As they approached, Ben heard the animal grunts he remembered from the night of the raid. “What’s in there?” he asked Rachel. “What is it?”
“Pigs,” she said, in a low voice. “Daddy’s a pig farmer.”
Ben looked through the first of the windows into the piggery. It was gloomy inside and the glass was filthy and smeared. It took a moment for his eyes to adjust and then, with a sudden shock, Ben understood why Rachel called him ‘Piggy’.
“This is a specialist farm,” she explained. “We keep them for the blood. It’s sold in supermarkets as a luxury product. They have dull minds but their blood is always in demand. There’s a lot of money to be made in pigs’ blood.”
Ghostly figures, pressed tight together in the gloom. Pale faces, turned towards the light of the row of windows. Perhaps they could see Ben’s head silhouetted against the window as he looked in at them.
The creatures were naked and filthy and constantly on the move. Walking in tight circles, bumping and jostling each other. And grunting like pigs.
Except ... they were not pigs.
“You see?” said Rachel. “My father thinks all the ferals should be rounded up and kept in a piggery like this. That’s your race’s position in the world – all you’re fit for. If I was just like my father, I’d believe that too. Do you really think I’m like that? Do you really think I’d want you kept in a piggery like this? It’s horrible... cruel.”
Ben backed away from the window. He breathed deeply, trying to calm himself.
They were monsters, keeping people in factory farms like this. Beast
s – the ferals’ name for the vampires was an appropriate one.
He looked at Rachel.
“Do you trust me now?” she asked.
He nodded. He had to get out of this awful place. He had to get back to the woods.
“All right then,” she said. “I’m sorry, Piggy. But I had to show you this so you could see that I’m on your side. Let’s go back to the woods.”
“Rachel, darling. And who’s this?”
There was a tall woman, standing across the small yard. She smiled at them, and her piercing eyes were fixed on Ben’s face.

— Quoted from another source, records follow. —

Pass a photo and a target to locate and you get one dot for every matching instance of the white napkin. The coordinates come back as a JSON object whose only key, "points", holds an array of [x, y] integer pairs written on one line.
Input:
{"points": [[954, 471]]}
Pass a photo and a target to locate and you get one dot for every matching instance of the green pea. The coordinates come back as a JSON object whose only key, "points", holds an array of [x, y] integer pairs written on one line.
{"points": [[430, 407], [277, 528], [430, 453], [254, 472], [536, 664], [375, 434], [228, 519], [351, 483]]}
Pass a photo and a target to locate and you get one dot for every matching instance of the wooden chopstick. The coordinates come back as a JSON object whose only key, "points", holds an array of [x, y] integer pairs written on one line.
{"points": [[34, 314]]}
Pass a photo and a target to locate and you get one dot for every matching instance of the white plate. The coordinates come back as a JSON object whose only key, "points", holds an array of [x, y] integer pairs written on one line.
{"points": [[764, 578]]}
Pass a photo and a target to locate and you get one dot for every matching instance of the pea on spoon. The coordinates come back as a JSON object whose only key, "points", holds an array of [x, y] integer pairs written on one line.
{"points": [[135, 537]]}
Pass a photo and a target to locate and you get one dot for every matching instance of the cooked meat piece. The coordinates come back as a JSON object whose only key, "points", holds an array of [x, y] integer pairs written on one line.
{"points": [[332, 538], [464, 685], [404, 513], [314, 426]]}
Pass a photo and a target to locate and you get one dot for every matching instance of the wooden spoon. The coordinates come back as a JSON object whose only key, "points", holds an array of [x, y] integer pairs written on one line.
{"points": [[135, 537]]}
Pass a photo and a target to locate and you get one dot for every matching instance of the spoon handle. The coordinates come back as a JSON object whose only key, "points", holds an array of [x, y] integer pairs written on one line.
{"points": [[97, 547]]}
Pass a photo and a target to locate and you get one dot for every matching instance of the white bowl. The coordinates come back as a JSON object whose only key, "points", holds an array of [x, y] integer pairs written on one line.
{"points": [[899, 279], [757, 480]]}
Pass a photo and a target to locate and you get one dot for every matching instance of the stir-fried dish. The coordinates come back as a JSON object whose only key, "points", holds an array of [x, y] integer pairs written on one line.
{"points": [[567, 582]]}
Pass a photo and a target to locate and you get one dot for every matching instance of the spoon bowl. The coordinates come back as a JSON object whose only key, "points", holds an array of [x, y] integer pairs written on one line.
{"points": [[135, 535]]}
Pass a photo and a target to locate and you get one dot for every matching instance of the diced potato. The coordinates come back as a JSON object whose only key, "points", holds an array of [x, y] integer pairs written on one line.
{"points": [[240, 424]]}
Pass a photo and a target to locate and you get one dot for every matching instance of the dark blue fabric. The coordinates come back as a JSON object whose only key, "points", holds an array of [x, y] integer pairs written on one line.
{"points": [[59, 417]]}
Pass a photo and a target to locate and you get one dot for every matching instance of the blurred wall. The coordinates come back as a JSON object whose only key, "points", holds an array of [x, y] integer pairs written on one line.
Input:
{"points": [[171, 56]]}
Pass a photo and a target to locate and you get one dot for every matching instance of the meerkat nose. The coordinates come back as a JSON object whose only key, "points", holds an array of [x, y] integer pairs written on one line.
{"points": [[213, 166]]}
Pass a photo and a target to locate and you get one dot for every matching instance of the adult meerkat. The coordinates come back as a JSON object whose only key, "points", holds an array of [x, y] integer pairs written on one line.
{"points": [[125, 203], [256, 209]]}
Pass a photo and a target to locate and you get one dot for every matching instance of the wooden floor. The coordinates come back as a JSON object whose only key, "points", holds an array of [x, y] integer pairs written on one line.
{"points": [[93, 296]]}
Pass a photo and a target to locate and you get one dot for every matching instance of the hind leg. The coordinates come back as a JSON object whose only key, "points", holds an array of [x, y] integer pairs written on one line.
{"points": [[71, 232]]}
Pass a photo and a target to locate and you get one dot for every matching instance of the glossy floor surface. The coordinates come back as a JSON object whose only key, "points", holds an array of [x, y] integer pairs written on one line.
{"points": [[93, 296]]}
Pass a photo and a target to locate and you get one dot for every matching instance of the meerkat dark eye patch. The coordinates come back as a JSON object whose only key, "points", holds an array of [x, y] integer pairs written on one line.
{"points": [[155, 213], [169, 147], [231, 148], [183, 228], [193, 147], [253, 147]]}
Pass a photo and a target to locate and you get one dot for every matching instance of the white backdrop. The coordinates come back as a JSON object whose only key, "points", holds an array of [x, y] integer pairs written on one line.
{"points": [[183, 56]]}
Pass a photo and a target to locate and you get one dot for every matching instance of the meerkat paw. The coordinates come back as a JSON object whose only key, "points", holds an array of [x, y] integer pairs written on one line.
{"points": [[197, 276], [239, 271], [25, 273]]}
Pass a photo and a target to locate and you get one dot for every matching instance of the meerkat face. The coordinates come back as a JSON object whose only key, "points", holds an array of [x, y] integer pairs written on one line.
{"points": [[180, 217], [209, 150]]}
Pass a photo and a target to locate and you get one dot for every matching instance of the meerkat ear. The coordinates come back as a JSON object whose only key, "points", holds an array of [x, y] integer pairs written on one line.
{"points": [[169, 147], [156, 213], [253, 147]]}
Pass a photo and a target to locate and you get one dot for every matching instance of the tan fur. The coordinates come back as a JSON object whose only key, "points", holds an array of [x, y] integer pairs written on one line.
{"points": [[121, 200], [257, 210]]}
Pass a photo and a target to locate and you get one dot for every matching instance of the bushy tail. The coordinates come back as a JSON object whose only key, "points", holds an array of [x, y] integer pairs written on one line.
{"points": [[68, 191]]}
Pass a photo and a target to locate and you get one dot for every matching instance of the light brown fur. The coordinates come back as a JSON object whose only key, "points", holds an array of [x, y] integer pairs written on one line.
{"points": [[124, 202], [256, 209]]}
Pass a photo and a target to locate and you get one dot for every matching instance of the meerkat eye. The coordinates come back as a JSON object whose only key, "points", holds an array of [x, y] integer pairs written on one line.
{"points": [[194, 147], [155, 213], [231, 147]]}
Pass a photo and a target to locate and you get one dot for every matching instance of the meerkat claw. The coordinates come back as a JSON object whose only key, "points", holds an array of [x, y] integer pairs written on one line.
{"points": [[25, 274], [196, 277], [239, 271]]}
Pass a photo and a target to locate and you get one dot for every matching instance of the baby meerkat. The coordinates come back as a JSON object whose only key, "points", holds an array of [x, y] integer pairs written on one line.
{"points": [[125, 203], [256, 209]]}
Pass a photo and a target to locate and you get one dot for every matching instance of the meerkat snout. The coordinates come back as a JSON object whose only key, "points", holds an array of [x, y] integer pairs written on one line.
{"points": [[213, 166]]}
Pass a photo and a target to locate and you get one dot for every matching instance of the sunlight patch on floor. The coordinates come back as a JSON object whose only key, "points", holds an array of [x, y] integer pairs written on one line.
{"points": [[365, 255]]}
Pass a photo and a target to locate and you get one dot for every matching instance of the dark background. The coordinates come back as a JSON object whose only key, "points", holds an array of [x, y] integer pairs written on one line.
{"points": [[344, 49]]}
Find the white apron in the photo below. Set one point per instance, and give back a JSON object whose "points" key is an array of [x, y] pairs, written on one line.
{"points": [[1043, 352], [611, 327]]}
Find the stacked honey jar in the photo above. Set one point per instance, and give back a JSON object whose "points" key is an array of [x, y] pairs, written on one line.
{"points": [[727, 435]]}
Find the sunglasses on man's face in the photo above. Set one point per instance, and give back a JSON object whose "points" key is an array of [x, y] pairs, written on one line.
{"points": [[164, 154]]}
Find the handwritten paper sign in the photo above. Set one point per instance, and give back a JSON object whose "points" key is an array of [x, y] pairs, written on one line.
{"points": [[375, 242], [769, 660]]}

“Oh, hi, Mum. This is Ben,” said Rachel, slipping instantly into her cocky, confident mode. “The new boy in my class. I told you about him, didn’t I? He moved into Kirby about a month ago.”
Rachel’s mother looked blank. “I don’t think you mentioned him,” she said hesitantly.
“Course I did,” said Rachel. “He goes round with Stacker and Lenny and me sometimes. Come on, Ben. I said I’d show him the woods. He’s a birdwatcher.”
Rachel set off across the yard, and Ben followed. And all the time, Rachel’s mother watched him. It reminded him of all the staring faces in Kirby. Maybe it was just his imagination.
Rachel’s mother stepped into their path. “It’s teatime, darling,” she said. “Come in and have something to eat and then you can go out for a short time afterwards.”
“We’ll have something later,” said Rachel. “Come on, P... Ben. Let’s get Champion.”
But Ben stopped. He had heard footsteps behind him.
He looked over his shoulder and Pete, the stable hand, was standing a short distance away, a pitchfork in one hand.
He was staring at Ben, just as Rachel’s mother had been staring at him. Eyes never leaving his face.
Rachel turned. She saw Pete.
“What is it?” she said, hesitantly. Then: “Come on, Ben. Let’s go.”
“No, Rachel. You’re not going out again this evening.”
This time it was a man’s voice. The middle-aged man Ben had seen on the night of the raid. Rachel’s father. He was standing by his wife’s side now, a shotgun held at waist height.